Replication of conditions data (LHCb and ATLAS) to SARA was not working after incident for 2 days.
Time line of the incident
10-Sep-10 - SARA database and replication has been recovered according to the manual.
26-Oct-10 17:07:25 - STREAMS_APPLY_LHCB@SARA process crushed with error: ORA-01403: no data found
26-Oct-10 17:07:25 - CERN DBAs realized that some tables are broken (missing rows)
27-Oct-10 16:00:00 - After investigation held at CERN. Root cause was understood.
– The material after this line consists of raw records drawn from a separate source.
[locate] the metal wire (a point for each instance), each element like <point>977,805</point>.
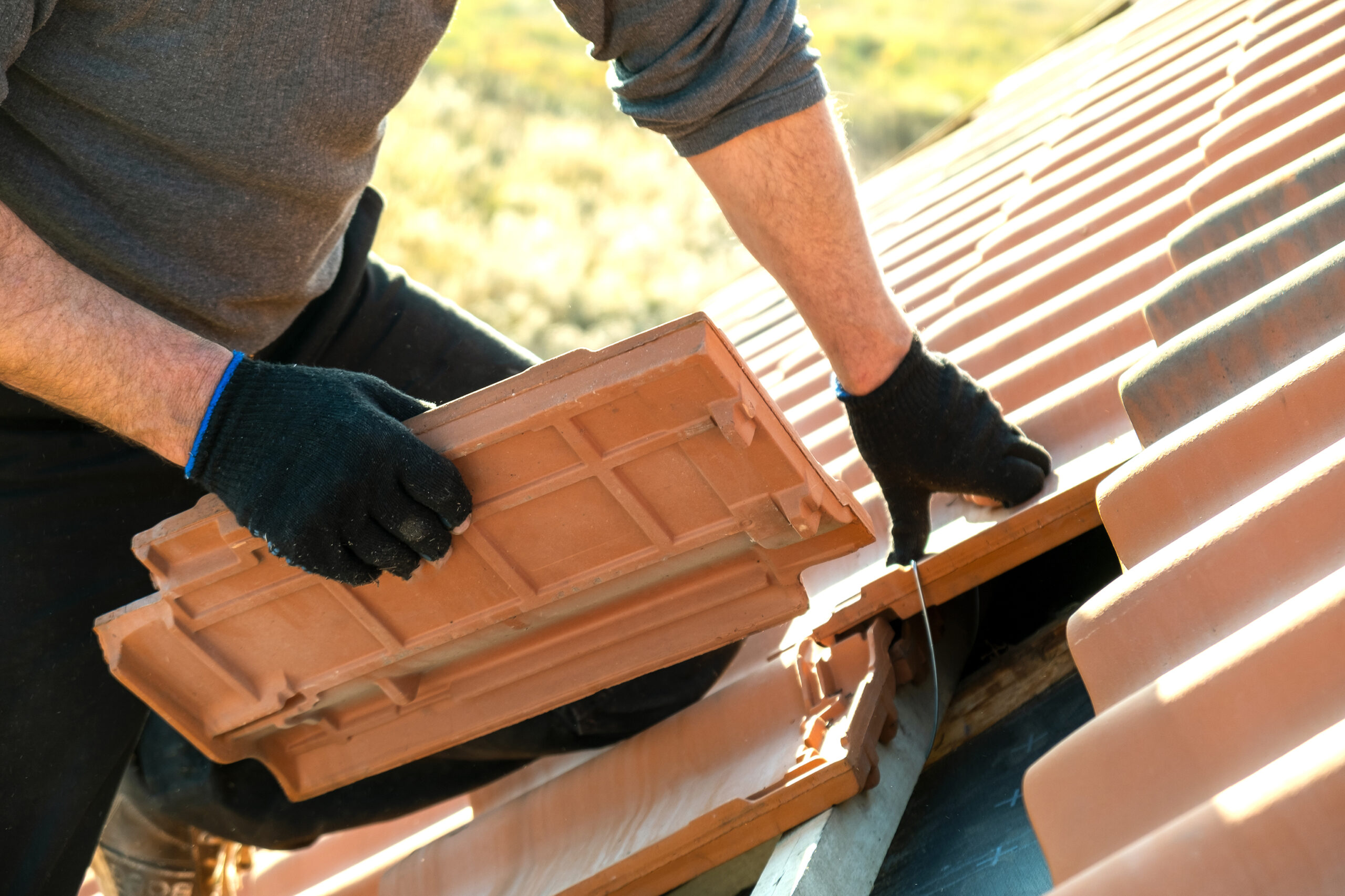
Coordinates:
<point>934,666</point>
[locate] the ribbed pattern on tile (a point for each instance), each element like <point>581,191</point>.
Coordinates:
<point>1216,763</point>
<point>1132,244</point>
<point>1041,244</point>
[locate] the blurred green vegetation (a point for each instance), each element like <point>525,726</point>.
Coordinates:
<point>517,190</point>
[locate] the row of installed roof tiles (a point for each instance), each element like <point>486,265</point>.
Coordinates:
<point>1032,247</point>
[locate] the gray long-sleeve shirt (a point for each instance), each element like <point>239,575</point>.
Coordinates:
<point>205,157</point>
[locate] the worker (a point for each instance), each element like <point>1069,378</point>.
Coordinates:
<point>189,305</point>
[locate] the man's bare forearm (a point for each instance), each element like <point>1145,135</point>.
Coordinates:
<point>790,194</point>
<point>77,345</point>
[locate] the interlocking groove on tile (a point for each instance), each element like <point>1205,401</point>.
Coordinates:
<point>751,760</point>
<point>635,506</point>
<point>1215,762</point>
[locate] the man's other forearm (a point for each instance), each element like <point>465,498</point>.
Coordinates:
<point>77,345</point>
<point>790,194</point>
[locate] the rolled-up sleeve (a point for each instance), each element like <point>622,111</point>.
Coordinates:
<point>702,72</point>
<point>19,19</point>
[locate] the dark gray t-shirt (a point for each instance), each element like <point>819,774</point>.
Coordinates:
<point>205,157</point>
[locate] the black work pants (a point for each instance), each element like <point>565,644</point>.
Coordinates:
<point>70,499</point>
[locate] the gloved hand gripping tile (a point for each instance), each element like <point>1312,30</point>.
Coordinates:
<point>634,507</point>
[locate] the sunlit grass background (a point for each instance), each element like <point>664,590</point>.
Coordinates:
<point>517,190</point>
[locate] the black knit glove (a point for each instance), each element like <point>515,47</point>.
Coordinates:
<point>933,428</point>
<point>319,465</point>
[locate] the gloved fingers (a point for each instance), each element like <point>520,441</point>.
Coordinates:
<point>909,512</point>
<point>415,525</point>
<point>1027,450</point>
<point>376,547</point>
<point>1012,482</point>
<point>395,401</point>
<point>436,483</point>
<point>340,566</point>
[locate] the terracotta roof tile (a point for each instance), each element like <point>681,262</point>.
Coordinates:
<point>1172,176</point>
<point>633,507</point>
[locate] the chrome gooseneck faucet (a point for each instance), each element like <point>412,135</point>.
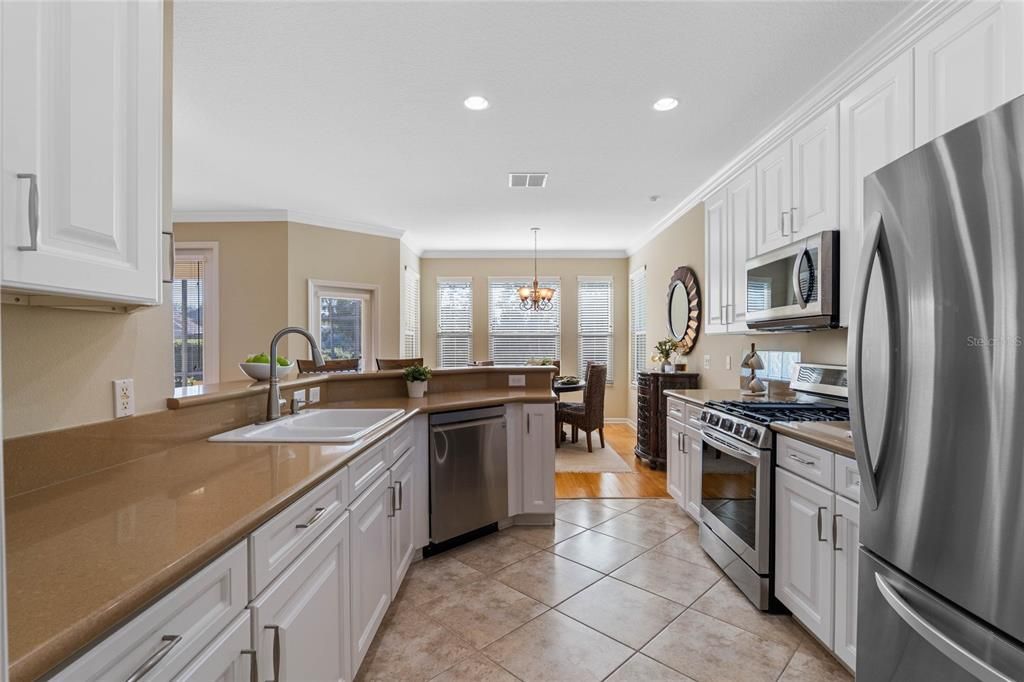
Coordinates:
<point>273,395</point>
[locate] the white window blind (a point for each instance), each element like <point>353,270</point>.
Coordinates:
<point>411,314</point>
<point>596,334</point>
<point>455,322</point>
<point>638,322</point>
<point>517,335</point>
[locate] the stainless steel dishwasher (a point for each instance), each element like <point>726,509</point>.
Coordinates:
<point>468,471</point>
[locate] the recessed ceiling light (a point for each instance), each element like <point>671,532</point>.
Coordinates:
<point>663,104</point>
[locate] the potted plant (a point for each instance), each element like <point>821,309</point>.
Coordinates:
<point>416,380</point>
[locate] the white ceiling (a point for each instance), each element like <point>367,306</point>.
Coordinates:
<point>352,111</point>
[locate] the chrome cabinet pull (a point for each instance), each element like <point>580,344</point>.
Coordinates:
<point>253,665</point>
<point>276,651</point>
<point>320,511</point>
<point>168,642</point>
<point>33,211</point>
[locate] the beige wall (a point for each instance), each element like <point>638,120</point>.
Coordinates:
<point>683,244</point>
<point>252,276</point>
<point>568,269</point>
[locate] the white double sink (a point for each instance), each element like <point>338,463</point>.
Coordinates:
<point>333,426</point>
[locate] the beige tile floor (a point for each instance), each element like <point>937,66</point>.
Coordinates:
<point>617,590</point>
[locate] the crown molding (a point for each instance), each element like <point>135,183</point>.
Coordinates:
<point>274,215</point>
<point>574,254</point>
<point>898,35</point>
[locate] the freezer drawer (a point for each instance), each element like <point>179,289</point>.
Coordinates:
<point>906,632</point>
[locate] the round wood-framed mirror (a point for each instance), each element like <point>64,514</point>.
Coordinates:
<point>684,308</point>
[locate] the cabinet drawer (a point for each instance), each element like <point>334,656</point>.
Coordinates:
<point>399,441</point>
<point>847,477</point>
<point>279,542</point>
<point>807,461</point>
<point>676,409</point>
<point>169,634</point>
<point>367,468</point>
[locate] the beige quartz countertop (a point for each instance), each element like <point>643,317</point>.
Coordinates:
<point>86,554</point>
<point>830,435</point>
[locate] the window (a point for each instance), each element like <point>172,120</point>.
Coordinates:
<point>194,301</point>
<point>341,320</point>
<point>411,314</point>
<point>455,322</point>
<point>517,335</point>
<point>638,322</point>
<point>595,311</point>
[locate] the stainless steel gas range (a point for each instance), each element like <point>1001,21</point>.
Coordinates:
<point>737,474</point>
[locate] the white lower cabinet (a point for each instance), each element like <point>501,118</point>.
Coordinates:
<point>371,564</point>
<point>816,545</point>
<point>300,624</point>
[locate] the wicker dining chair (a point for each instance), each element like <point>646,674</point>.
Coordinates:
<point>309,367</point>
<point>398,364</point>
<point>589,415</point>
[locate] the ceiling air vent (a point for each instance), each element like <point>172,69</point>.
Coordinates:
<point>527,180</point>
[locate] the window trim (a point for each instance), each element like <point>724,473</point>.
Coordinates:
<point>610,281</point>
<point>437,311</point>
<point>371,292</point>
<point>211,306</point>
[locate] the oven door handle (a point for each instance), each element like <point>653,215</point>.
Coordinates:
<point>729,449</point>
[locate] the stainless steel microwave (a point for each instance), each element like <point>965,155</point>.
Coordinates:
<point>796,287</point>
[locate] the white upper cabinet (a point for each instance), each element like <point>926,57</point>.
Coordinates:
<point>82,145</point>
<point>876,127</point>
<point>815,176</point>
<point>967,66</point>
<point>774,177</point>
<point>716,281</point>
<point>740,215</point>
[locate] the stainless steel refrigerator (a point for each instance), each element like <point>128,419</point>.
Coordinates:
<point>936,356</point>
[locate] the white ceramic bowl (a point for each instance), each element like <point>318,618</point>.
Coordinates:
<point>261,371</point>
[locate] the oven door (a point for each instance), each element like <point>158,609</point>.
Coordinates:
<point>795,287</point>
<point>735,498</point>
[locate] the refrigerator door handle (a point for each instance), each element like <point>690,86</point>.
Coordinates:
<point>942,642</point>
<point>872,239</point>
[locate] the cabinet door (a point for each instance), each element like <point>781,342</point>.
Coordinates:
<point>539,459</point>
<point>402,544</point>
<point>676,464</point>
<point>774,177</point>
<point>876,126</point>
<point>846,549</point>
<point>371,564</point>
<point>740,216</point>
<point>804,553</point>
<point>815,176</point>
<point>301,621</point>
<point>227,658</point>
<point>693,472</point>
<point>83,113</point>
<point>967,66</point>
<point>716,266</point>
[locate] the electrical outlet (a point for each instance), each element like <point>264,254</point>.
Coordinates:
<point>124,397</point>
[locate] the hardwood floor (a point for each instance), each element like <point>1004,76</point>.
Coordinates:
<point>641,482</point>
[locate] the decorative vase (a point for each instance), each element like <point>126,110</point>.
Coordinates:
<point>416,388</point>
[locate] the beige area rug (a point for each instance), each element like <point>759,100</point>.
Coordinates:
<point>572,457</point>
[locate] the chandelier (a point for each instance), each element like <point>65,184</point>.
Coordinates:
<point>536,297</point>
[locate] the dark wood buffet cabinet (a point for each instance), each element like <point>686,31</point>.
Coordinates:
<point>651,412</point>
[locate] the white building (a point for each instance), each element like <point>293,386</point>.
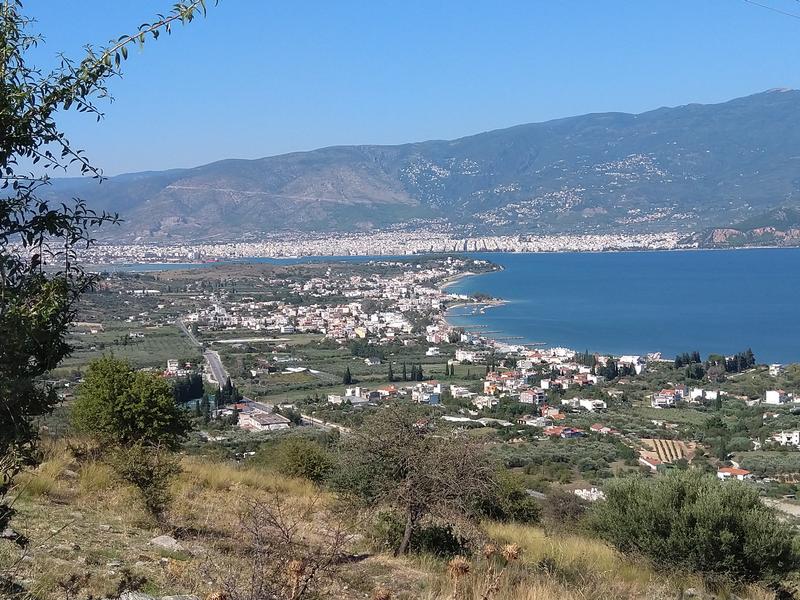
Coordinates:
<point>787,438</point>
<point>592,405</point>
<point>482,402</point>
<point>261,421</point>
<point>776,397</point>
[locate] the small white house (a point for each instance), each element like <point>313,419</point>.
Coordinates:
<point>726,473</point>
<point>787,438</point>
<point>776,397</point>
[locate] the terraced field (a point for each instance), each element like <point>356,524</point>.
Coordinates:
<point>669,451</point>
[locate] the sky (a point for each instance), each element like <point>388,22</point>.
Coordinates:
<point>258,77</point>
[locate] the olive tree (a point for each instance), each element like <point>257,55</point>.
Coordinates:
<point>689,521</point>
<point>399,460</point>
<point>40,278</point>
<point>135,416</point>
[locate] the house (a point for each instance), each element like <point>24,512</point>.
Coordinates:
<point>776,397</point>
<point>553,430</point>
<point>787,438</point>
<point>664,399</point>
<point>726,473</point>
<point>482,402</point>
<point>261,421</point>
<point>601,429</point>
<point>533,421</point>
<point>571,432</point>
<point>534,396</point>
<point>592,405</point>
<point>637,363</point>
<point>470,356</point>
<point>651,462</point>
<point>775,369</point>
<point>427,393</point>
<point>562,432</point>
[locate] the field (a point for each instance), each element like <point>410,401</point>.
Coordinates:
<point>66,499</point>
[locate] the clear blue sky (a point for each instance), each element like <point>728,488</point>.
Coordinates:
<point>257,77</point>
27-Oct-10 17:00:00 - SARA recovery started
28-Oct-10 17:00:00 - SARA recovery finished
Analysis
The root cause of the problem was missing one step in SARA recovery procedure (re-instantiation of whole schema). The impact of this caused that all new changes on tables that were created in replicated schemas between SARA crash and recovery (from 2010-08-18 to 2010-09-09) were discarded by apply process without any warnings on SARA database.
Follow up
Damaged tables has been recovered with datapump import using data from T0 - afternoon 28.10.2010
Procedure for resynchronization of T1 has been updated with missing step.